Disamping itu dalam acara ini juga para alumni tetap menghadirkan syiar Islam kepada masyarakat lewat Tabligh Akbar berupa siraman rohani dan ceramah Agama.

“Tujuan Reuni dan Khaul ini dalam rangka menjalin silaturahmi dan keakraban dengan para alumni, sekaligus memberikan doa untuk Guru kami Almarhum , almarhumah almaghfurlah KH. Jamin dan Hj. Khadijah yang sangat berperan dan berjasa besar dalam kehidupan kami para alumni. Terutama ilmu yang telah beliau berikan kepada kami. Semoga jasa dan kebaikan beliau mendapatkan balasan pahala dari Allah SWT.
Dan menempatkan nya di Syurga Nya Allah SWT. Amiin.” Ungkapnya.

Sementara salah seorang Penceramah KH. Fahruroji dari Lebak, menyatakan bahwa Ummat Islam hari ini harus benar benar mengamalkan ajaran Islam agar mampu menghadapi tantangan zaman yang terus berubah. Terutama dalam persoalan memilih pemimpin.
Kita harus jeli memilih pemimpin yang satu dalam kata dan perbuatan.

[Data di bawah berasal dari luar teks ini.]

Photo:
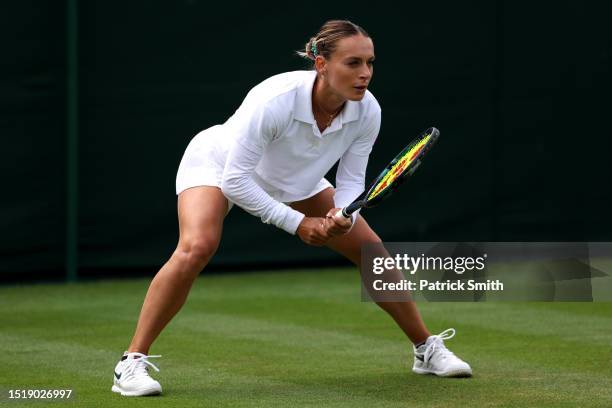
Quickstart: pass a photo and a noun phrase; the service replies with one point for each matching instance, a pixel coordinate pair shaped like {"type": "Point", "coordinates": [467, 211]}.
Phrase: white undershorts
{"type": "Point", "coordinates": [204, 160]}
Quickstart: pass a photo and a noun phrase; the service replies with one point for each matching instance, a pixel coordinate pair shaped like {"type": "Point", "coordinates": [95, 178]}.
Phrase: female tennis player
{"type": "Point", "coordinates": [270, 158]}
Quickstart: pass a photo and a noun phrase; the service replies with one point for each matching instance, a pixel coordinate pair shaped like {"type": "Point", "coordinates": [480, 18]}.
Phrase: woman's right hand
{"type": "Point", "coordinates": [312, 231]}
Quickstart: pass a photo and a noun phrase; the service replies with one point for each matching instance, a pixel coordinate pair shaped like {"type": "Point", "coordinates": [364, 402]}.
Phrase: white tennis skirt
{"type": "Point", "coordinates": [204, 159]}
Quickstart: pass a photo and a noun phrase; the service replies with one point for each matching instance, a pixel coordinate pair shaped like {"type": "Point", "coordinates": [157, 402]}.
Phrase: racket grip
{"type": "Point", "coordinates": [341, 213]}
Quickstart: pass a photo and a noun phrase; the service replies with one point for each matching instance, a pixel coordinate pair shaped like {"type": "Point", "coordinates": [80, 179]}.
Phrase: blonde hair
{"type": "Point", "coordinates": [325, 41]}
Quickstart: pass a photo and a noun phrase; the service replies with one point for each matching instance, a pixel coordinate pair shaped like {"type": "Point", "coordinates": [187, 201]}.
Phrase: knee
{"type": "Point", "coordinates": [195, 253]}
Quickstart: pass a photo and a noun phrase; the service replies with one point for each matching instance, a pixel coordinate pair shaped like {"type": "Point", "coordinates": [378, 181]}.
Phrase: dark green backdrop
{"type": "Point", "coordinates": [519, 90]}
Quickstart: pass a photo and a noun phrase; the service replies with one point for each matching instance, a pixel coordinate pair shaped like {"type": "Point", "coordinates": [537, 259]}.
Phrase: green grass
{"type": "Point", "coordinates": [301, 338]}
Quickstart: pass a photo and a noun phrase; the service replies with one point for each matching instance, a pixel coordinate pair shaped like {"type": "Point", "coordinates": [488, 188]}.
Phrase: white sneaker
{"type": "Point", "coordinates": [434, 358]}
{"type": "Point", "coordinates": [132, 378]}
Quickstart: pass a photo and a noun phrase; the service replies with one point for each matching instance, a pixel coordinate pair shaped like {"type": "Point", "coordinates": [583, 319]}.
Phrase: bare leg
{"type": "Point", "coordinates": [405, 314]}
{"type": "Point", "coordinates": [201, 211]}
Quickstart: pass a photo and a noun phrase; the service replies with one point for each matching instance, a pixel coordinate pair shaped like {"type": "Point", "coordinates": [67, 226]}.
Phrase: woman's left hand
{"type": "Point", "coordinates": [337, 225]}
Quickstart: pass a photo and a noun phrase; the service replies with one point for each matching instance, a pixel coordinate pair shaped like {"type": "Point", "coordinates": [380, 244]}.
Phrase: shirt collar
{"type": "Point", "coordinates": [303, 103]}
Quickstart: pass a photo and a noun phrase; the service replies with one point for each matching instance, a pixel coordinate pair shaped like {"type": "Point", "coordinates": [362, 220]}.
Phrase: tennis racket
{"type": "Point", "coordinates": [396, 172]}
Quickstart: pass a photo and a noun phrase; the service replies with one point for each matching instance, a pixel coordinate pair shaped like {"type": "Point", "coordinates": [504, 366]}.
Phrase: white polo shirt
{"type": "Point", "coordinates": [273, 142]}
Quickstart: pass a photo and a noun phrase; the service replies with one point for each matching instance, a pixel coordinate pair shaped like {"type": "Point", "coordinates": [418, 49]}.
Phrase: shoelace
{"type": "Point", "coordinates": [139, 365]}
{"type": "Point", "coordinates": [438, 345]}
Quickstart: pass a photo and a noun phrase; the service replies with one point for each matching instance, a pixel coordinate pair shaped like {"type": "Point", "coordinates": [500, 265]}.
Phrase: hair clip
{"type": "Point", "coordinates": [313, 48]}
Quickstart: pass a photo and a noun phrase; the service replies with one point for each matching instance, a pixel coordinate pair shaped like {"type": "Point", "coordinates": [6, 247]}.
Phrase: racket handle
{"type": "Point", "coordinates": [341, 213]}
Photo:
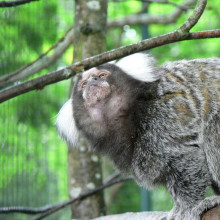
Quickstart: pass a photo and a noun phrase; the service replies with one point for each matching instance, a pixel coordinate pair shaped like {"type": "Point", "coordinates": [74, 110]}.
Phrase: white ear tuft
{"type": "Point", "coordinates": [66, 125]}
{"type": "Point", "coordinates": [140, 66]}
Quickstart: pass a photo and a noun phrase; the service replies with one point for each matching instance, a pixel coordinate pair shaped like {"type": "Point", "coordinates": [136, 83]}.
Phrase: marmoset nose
{"type": "Point", "coordinates": [95, 78]}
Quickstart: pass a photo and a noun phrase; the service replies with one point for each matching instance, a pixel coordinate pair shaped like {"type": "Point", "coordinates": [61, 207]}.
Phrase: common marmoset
{"type": "Point", "coordinates": [161, 124]}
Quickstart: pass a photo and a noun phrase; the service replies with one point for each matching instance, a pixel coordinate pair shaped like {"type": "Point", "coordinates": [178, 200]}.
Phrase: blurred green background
{"type": "Point", "coordinates": [33, 160]}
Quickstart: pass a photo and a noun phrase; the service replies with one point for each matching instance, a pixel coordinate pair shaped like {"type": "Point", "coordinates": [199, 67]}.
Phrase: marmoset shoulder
{"type": "Point", "coordinates": [159, 123]}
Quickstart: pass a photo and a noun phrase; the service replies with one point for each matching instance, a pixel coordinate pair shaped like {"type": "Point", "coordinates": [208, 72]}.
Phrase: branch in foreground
{"type": "Point", "coordinates": [84, 196]}
{"type": "Point", "coordinates": [68, 72]}
{"type": "Point", "coordinates": [111, 180]}
{"type": "Point", "coordinates": [159, 2]}
{"type": "Point", "coordinates": [193, 19]}
{"type": "Point", "coordinates": [4, 4]}
{"type": "Point", "coordinates": [43, 61]}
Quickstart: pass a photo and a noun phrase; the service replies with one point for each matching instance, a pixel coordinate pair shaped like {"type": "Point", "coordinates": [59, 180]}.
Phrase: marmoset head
{"type": "Point", "coordinates": [104, 96]}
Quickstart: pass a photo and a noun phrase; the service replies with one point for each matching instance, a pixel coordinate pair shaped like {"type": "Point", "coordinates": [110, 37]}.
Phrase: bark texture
{"type": "Point", "coordinates": [84, 167]}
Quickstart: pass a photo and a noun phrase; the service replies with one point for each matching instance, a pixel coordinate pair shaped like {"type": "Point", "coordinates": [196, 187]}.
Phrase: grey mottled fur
{"type": "Point", "coordinates": [168, 133]}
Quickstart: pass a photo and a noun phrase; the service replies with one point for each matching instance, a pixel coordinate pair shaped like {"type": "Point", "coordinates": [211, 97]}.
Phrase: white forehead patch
{"type": "Point", "coordinates": [66, 125]}
{"type": "Point", "coordinates": [140, 66]}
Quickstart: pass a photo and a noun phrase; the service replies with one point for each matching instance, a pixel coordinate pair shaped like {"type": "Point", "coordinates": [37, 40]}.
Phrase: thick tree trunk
{"type": "Point", "coordinates": [84, 167]}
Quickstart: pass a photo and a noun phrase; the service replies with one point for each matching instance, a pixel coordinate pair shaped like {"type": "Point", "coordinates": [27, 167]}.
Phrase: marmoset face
{"type": "Point", "coordinates": [94, 86]}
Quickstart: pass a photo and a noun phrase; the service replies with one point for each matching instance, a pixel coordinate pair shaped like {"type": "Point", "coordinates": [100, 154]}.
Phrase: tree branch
{"type": "Point", "coordinates": [143, 19]}
{"type": "Point", "coordinates": [193, 19]}
{"type": "Point", "coordinates": [160, 2]}
{"type": "Point", "coordinates": [43, 61]}
{"type": "Point", "coordinates": [80, 198]}
{"type": "Point", "coordinates": [70, 71]}
{"type": "Point", "coordinates": [110, 181]}
{"type": "Point", "coordinates": [4, 4]}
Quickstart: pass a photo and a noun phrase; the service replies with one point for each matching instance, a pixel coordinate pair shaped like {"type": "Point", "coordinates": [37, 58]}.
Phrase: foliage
{"type": "Point", "coordinates": [33, 159]}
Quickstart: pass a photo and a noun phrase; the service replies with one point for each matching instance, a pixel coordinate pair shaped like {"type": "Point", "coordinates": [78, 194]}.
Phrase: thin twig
{"type": "Point", "coordinates": [193, 19]}
{"type": "Point", "coordinates": [43, 61]}
{"type": "Point", "coordinates": [109, 181]}
{"type": "Point", "coordinates": [4, 4]}
{"type": "Point", "coordinates": [145, 18]}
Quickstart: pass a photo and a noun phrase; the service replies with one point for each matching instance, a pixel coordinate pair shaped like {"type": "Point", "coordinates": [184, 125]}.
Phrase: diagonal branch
{"type": "Point", "coordinates": [70, 71]}
{"type": "Point", "coordinates": [49, 209]}
{"type": "Point", "coordinates": [167, 2]}
{"type": "Point", "coordinates": [4, 4]}
{"type": "Point", "coordinates": [43, 61]}
{"type": "Point", "coordinates": [193, 19]}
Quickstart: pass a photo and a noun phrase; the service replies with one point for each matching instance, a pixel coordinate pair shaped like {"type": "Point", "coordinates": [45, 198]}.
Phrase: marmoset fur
{"type": "Point", "coordinates": [159, 123]}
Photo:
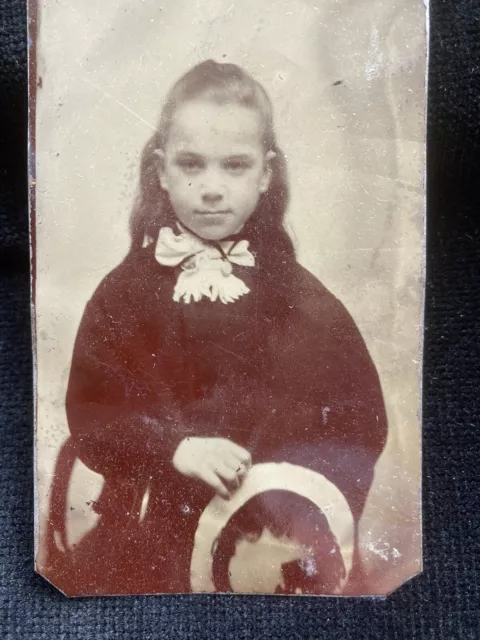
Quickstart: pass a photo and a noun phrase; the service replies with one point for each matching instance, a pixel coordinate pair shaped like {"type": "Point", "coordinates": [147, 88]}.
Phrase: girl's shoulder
{"type": "Point", "coordinates": [311, 297]}
{"type": "Point", "coordinates": [137, 276]}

” Kita ummat Islam harus jeli dalam memilih pemimpin, jangan sampai memilih pemimpin yang tidak satu dalam kata dan perbuatan.
Jangan dipilih pemimpin yang jauh dari Agama. Menyebut Agama sebagai politik identitas tetapi ketika Pemilu makin dekat mereka pura pura dekat dengan agama.” Tutur Kyai.

Ditambahkannya, Ummat Islam juga harus mewaspadai upaya pecah belah ummat Islam oleh pihak pihak tertentu dengan mencoba membenturkan Para Habaib dengan para Ulama lainnya.

” Ada oknum yang mencoba mengungkit nasab para Habaib dengan tujuan memecah belah Ummat Islam.

Kita harus waspada, karena tujuan mereka adalah agar terjadi perpecahan di tubuh Ummat Islam.

Agar Ummat menjauhi tokoh tokoh agama , seperti Para Kyai dan Para Habaib.
Oleh karena itu kita harus tetap berpegang teguh pada ajaran Agama Islam yang sebenarnya.” Pungkasnya.